Cost Calculation

How Lumina calculates per-instance costs using Savings Plans and Reserved Instance allocation

This page describes the algorithms Lumina uses to calculate per-instance costs, including how AWS Savings Plans and Reserved Instances are allocated. It also documents known limitations and differences from AWS’s actual billing.

Overview

Lumina replicates AWS’s cost allocation algorithm to estimate how Savings Plans (SPs) and Reserved Instances (RIs) are applied to running EC2 instances.
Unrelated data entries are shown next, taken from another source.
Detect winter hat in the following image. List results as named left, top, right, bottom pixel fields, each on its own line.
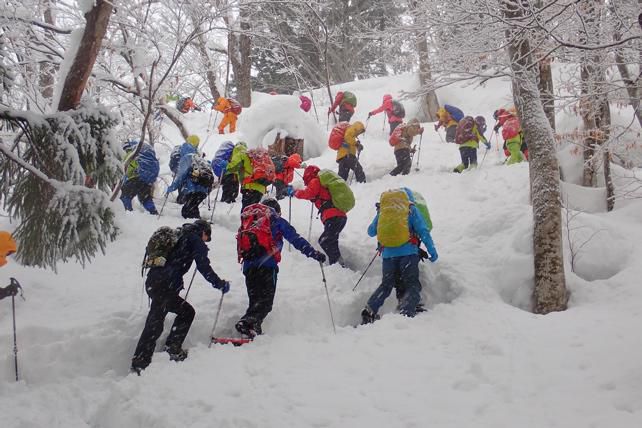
left=0, top=231, right=17, bottom=267
left=303, top=165, right=320, bottom=185
left=383, top=94, right=392, bottom=102
left=261, top=197, right=281, bottom=214
left=186, top=135, right=200, bottom=148
left=193, top=220, right=212, bottom=242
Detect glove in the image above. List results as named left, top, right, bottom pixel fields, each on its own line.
left=367, top=112, right=373, bottom=118
left=327, top=107, right=333, bottom=114
left=357, top=142, right=364, bottom=152
left=493, top=124, right=501, bottom=133
left=484, top=141, right=491, bottom=150
left=194, top=106, right=202, bottom=112
left=434, top=123, right=439, bottom=131
left=312, top=251, right=326, bottom=263
left=2, top=284, right=18, bottom=297
left=286, top=185, right=296, bottom=197
left=217, top=280, right=230, bottom=294
left=418, top=248, right=429, bottom=261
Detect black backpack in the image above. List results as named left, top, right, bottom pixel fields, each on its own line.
left=143, top=226, right=182, bottom=269
left=189, top=155, right=215, bottom=189
left=271, top=155, right=288, bottom=174
left=391, top=100, right=405, bottom=118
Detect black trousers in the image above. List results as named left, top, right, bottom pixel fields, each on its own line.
left=241, top=188, right=264, bottom=211
left=390, top=148, right=412, bottom=176
left=319, top=216, right=347, bottom=265
left=239, top=266, right=278, bottom=333
left=132, top=284, right=195, bottom=369
left=460, top=146, right=477, bottom=169
left=181, top=192, right=207, bottom=219
left=273, top=180, right=288, bottom=200
left=220, top=174, right=239, bottom=203
left=337, top=155, right=366, bottom=183
left=338, top=106, right=354, bottom=122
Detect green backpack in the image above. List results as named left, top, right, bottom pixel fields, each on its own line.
left=408, top=189, right=433, bottom=231
left=342, top=91, right=357, bottom=108
left=318, top=169, right=355, bottom=213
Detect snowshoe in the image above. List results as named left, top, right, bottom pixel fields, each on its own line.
left=235, top=320, right=259, bottom=339
left=211, top=336, right=253, bottom=347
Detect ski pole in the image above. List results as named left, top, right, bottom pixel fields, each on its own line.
left=319, top=262, right=336, bottom=334
left=436, top=129, right=445, bottom=144
left=183, top=268, right=198, bottom=300
left=364, top=116, right=370, bottom=133
left=414, top=134, right=423, bottom=172
left=352, top=249, right=379, bottom=291
left=10, top=278, right=24, bottom=382
left=307, top=202, right=314, bottom=242
left=208, top=293, right=225, bottom=348
left=326, top=111, right=330, bottom=131
left=157, top=192, right=170, bottom=219
left=209, top=178, right=222, bottom=223
left=288, top=195, right=292, bottom=252
left=479, top=147, right=489, bottom=169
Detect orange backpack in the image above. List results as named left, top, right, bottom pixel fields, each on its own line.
left=328, top=122, right=350, bottom=150
left=246, top=148, right=275, bottom=185
left=389, top=125, right=404, bottom=146
left=228, top=98, right=242, bottom=115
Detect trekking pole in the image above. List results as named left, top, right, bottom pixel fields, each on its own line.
left=319, top=262, right=336, bottom=334
left=479, top=147, right=489, bottom=169
left=352, top=250, right=379, bottom=291
left=307, top=202, right=314, bottom=242
left=209, top=178, right=222, bottom=223
left=326, top=111, right=330, bottom=131
left=414, top=134, right=423, bottom=172
left=208, top=293, right=225, bottom=348
left=288, top=195, right=292, bottom=252
left=436, top=129, right=445, bottom=144
left=184, top=268, right=198, bottom=300
left=10, top=278, right=24, bottom=382
left=364, top=116, right=370, bottom=133
left=347, top=149, right=361, bottom=186
left=157, top=192, right=170, bottom=219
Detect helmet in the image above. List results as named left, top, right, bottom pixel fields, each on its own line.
left=261, top=197, right=281, bottom=214
left=186, top=135, right=200, bottom=148
left=193, top=219, right=211, bottom=242
left=0, top=231, right=17, bottom=267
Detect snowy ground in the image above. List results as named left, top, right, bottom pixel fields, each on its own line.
left=1, top=74, right=642, bottom=428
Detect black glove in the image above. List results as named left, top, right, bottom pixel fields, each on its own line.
left=418, top=248, right=429, bottom=261
left=367, top=112, right=373, bottom=118
left=313, top=251, right=327, bottom=263
left=1, top=283, right=18, bottom=297
left=195, top=106, right=202, bottom=112
left=216, top=280, right=230, bottom=294
left=493, top=124, right=501, bottom=133
left=357, top=142, right=364, bottom=152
The goal is to provide real-time cost visibility for Kubernetes capacity management, not to replicate AWS billing exactly.

AWS Documentation References:

Key Concepts

Rate-Based vs Cumulative:

Lumina uses an instantaneous rate-based model ($/hour snapshot)
AWS billing uses cumulative tracking within each billing hour (AWS Billing documentation)
This means Lumina’s costs are estimates based on “if current instances keep running”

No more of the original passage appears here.